Police sources said the officers shot at the man when he kept threatening them with the hammer.
French interior minister Gerard Colomb told reporters that the attacker, believed to be an Algerian student, was also armed with kitchen knives.
"We've gone from very sophisticated terrorism, now we are at a point where we have this basic terrorism using any basic tools they can find," Colomb said.
One officer was lightly injured and the assailant was shot in the chest, according to one source.
Emergency responders were on scene after the attack, according to Europe 1 radio network.
Police had earlier said they were dealing with an incident in the courtyard outside the world-famous tourist site amid reports of panic and gunshots in the area.

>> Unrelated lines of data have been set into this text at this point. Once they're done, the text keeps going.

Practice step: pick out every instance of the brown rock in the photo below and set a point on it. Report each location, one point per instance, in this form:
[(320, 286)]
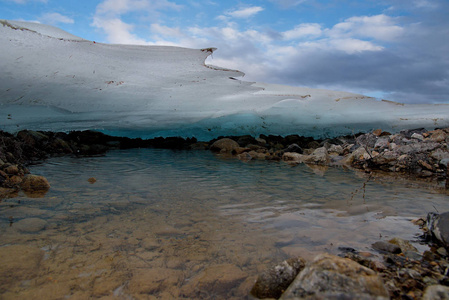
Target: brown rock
[(18, 263), (32, 183), (12, 170), (225, 145), (377, 132), (273, 282), (318, 157), (219, 278), (333, 277)]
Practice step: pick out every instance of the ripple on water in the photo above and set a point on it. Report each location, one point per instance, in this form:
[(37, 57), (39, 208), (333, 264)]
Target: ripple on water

Officials warned people to stay away from the area.
At least one person said on Twitter that he was inside the church and could hear sirens outside.
"So we are trapped in Notre Dame Cathedral," Matthew CurrieHolmes wrote on Twitter. "Something is happening outside we don't know what it is. Police sirens can be heard."
He later said that officials were not letting anyone in or out of the cathedral.
A month earlier a convicted criminal with links to radical Islam shouted "I am here to die for Allah, there will be deaths" seconds before he was shot dead during an attack at Paris Orly airport.
The 39-year-old, named locally as career criminal Ziyed Ben Belgacem, was killed after wrestling a soldier's gun from her and fleeing into a McDonald's. He sent a text message to his brother and father stating "I shot the police", shortly before he was killed.
It followed the shooting in February of a man outside the Louvre museum in the heart of Paris after he attempted to storm the historic art gallery.
On July 14 last year amid Bastille Day celebrations in the Riviera city of Nice, a large truck was driven into a festive crowd, killing 86 people. The driver was shot dead. Isis extremists claimed responsibility for the attack.
Just 12 days later two Isis fanatics stormed into a church in Normandy and slit the throat of a priest as he was celebrating mass.
A month earlier, two French police officers were murdered in their Paris home in front of their 3-year-old son. Again Isis claimed responsibility for the slaying, which was done by a jihadist with a prior terrorist conviction. He was killed by police on the scene.
And in November 2015, Isis militants went on the rampage, murdering 130 people.
They used machine guns to slaughter revellers at the Bataclan music hall and in bars and restaurants in some of the city's most popular night spots. A suicide bomber also targeted the Stade de France stadium.
The atrocity led to the declaration of a state of emergency in France.
In January the same year, two brothers killed 11 people inside the Paris building where the satirical magazine Charlie Hebdo was headquartered in what Isis claimed was retaliation for the publication of cartoons about the Prophet Muhammad.
More were killed in attacks on a kosher market in eastern Paris and on police. There were 17 victims in all, including two police officers. The attackers were killed.